This is the mail archive of the binutils@sourceware.org mailing list for the binutils project.


Index Nav: [Date Index] [Subject Index] [Author Index] [Thread Index]
Message Nav: [Date Prev] [Date Next] [Thread Prev] [Thread Next]
Other format: [Raw text]

Re: [PATCH] Fix sleb128 encoding for difference expressions


Hi,

This is a more conservative version of the patch, which *only* affects
assembly of .sleb128 directives.

On Mon, 12 Nov 2012 08:01:48 +0000
Jan Beulich <JBeulich@suse.com> wrote:

> >>> On 09.11.12 at 18:57, Julian Brown <julian@codesourcery.com>
> >>> wrote:
> > On Thu, 8 Nov 2012 14:02:19 +0000 Jan Beulich <JBeulich@suse.com>
> > wrote:
> >> >>> On 08.11.12 at 14:05, Julian Brown <julian@codesourcery.com>
> >> I could see your change being correct for the <symbol> -
> >> <symbol> case, but certainly not for <constant> - <constant>
> >> (<symbol> - <constant> being questionable).
> > 
> > I'm not sure I understand this comment. Note that <constant> -
> > <constant> is just as broken at the moment for .sleb128...
> 
> It may be as broken, but that's not my point.
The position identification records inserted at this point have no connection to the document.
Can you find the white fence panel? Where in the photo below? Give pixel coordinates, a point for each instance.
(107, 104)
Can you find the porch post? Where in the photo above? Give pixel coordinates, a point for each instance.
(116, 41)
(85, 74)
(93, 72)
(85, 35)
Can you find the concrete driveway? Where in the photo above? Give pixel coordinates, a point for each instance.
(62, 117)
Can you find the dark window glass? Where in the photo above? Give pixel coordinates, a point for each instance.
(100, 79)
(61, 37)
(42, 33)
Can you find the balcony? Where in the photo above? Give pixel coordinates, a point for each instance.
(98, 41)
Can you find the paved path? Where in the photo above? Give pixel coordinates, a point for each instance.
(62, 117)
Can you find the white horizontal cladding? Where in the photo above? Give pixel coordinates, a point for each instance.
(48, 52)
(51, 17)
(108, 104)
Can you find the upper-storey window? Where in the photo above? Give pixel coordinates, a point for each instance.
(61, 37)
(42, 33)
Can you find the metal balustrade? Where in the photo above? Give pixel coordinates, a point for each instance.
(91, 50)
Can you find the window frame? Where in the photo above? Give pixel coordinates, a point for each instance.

The point is that,
> without type information, there's no way for you to guess whether
> a difference between constants in particular (but possibly not
> limited to this) is meant to be signed or unsigned, as you can't
> guess whether or not the programmer intended to make use of
> wraparound (I assume you realize that one can detect the
> width the assembler uses for calculations, and adjust code - e.g.
> through macros - accordingly).

I see. I understand your concern, and agree that breaking wraparound
semantics for most assembled constants would be a bad thing -- but I'd
strongly contest that the current semantics for overflowed numbers
with .sleb128 are useful for anything at all, and (at least this new
version of) my patch doesn't affect anything else.

> So before proposing any solutions, I think you first need to
> propose a scheme how things are intended to work. That's
> particularly being complicated by the fact that .sleb128 can
> encode arbitrarily large numbers, whereas calculations are
> being done at fixed widths (i.e. you specifically can't use the top
> bit of a number to tell its signed-ness - that's why I believe the
> X_unsigned flag got introduced in the first place).

The semantics introduced by my patch are quite simple in fact:

* Most assembled values (apart from the arguments of .sleb128
  directives) are left alone.

* Expressions involving + and - are evaluated using an extra bit:
  signedness or unsignedness is irrelevant at this stage, since we're
  using two's-complement binary, so only the interpretation of the bits
  matters, not the operations themselves [*].

* Operands (symbols, constants) are positive word-sized values (i.e.
  they have the "extra bit" clear).

* Unary negation operates on all bits of the value, including the extra
  bit.

* Arguments of .sleb128 directives are always sign-extended, using the
  new extra bit (i.e. the "word size + 1 bit" value is sign-extended).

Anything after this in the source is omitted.